Bichectomía estética debe realizarse solo por indicación médica y no por tendencias virales, advierte especialista

 

El crecimiento de los procedimientos estéticos en los últimos años ha estado fuertemente influenciado por redes sociales, donde ciertos rasgos faciales se convierten en estándares de belleza replicados sin mayor contexto clínico. Rostros más angulados, mejillas hundidas y mandíbulas marcadas se posicionan como ideales virales, pese a que no siempre corresponden con la anatomía, edad o condiciones particulares de cada persona que considera una intervención.
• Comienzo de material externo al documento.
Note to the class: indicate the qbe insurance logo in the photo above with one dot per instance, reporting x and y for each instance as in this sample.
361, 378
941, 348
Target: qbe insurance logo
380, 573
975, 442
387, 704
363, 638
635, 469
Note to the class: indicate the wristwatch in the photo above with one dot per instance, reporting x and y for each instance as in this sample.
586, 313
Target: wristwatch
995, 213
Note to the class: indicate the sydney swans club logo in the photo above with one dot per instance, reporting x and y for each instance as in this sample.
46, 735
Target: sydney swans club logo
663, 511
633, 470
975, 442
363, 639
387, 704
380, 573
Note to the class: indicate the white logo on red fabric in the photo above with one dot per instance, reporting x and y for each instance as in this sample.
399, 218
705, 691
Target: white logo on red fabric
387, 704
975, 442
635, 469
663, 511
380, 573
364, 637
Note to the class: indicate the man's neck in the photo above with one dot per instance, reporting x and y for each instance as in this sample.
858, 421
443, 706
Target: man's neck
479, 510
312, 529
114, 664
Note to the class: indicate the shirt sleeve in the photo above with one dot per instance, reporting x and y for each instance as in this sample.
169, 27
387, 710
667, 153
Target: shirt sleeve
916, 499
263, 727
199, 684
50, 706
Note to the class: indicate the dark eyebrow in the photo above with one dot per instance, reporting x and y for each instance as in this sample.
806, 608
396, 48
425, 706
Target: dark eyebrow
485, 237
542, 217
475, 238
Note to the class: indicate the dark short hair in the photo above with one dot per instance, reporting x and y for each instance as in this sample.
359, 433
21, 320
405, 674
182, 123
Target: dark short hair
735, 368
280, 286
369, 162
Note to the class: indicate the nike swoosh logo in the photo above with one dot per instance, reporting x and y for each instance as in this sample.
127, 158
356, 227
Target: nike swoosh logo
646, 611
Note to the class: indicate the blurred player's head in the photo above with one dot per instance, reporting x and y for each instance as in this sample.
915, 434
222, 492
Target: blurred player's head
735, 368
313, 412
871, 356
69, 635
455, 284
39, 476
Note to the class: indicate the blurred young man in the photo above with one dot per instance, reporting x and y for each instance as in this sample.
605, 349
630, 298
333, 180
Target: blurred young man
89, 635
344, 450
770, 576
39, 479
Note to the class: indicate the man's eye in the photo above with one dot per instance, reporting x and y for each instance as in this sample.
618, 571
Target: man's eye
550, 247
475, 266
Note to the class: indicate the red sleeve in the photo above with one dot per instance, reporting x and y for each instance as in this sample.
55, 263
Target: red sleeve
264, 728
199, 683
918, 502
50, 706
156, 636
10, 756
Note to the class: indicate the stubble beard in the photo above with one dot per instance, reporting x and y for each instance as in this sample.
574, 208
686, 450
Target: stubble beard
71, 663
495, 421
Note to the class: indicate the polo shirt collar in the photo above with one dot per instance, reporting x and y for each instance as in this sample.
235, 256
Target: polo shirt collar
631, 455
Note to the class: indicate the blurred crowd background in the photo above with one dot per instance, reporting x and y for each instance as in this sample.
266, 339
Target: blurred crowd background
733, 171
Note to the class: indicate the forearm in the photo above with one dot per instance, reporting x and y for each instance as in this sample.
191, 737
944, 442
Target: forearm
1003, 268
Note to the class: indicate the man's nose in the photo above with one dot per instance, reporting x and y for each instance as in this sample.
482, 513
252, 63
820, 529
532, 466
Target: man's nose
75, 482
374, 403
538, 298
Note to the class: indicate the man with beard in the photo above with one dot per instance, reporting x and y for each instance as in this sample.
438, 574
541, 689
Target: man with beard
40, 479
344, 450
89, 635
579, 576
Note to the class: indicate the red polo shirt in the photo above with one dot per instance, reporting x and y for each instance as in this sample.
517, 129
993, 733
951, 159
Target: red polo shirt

Uno de los procedimientos más mencionados en este contexto es la bichectomía, cirugía que implica la resección parcial de las bolas de Bichat, depósitos de grasa profunda ubicados en las mejillas. Según el especialista Eduardo Cardona, se trata de un tratamiento válido, pero únicamente cuando existe una indicación médica clara, tras una valoración individual que contemple proporciones faciales, calidad de piel y proyección a largo plazo.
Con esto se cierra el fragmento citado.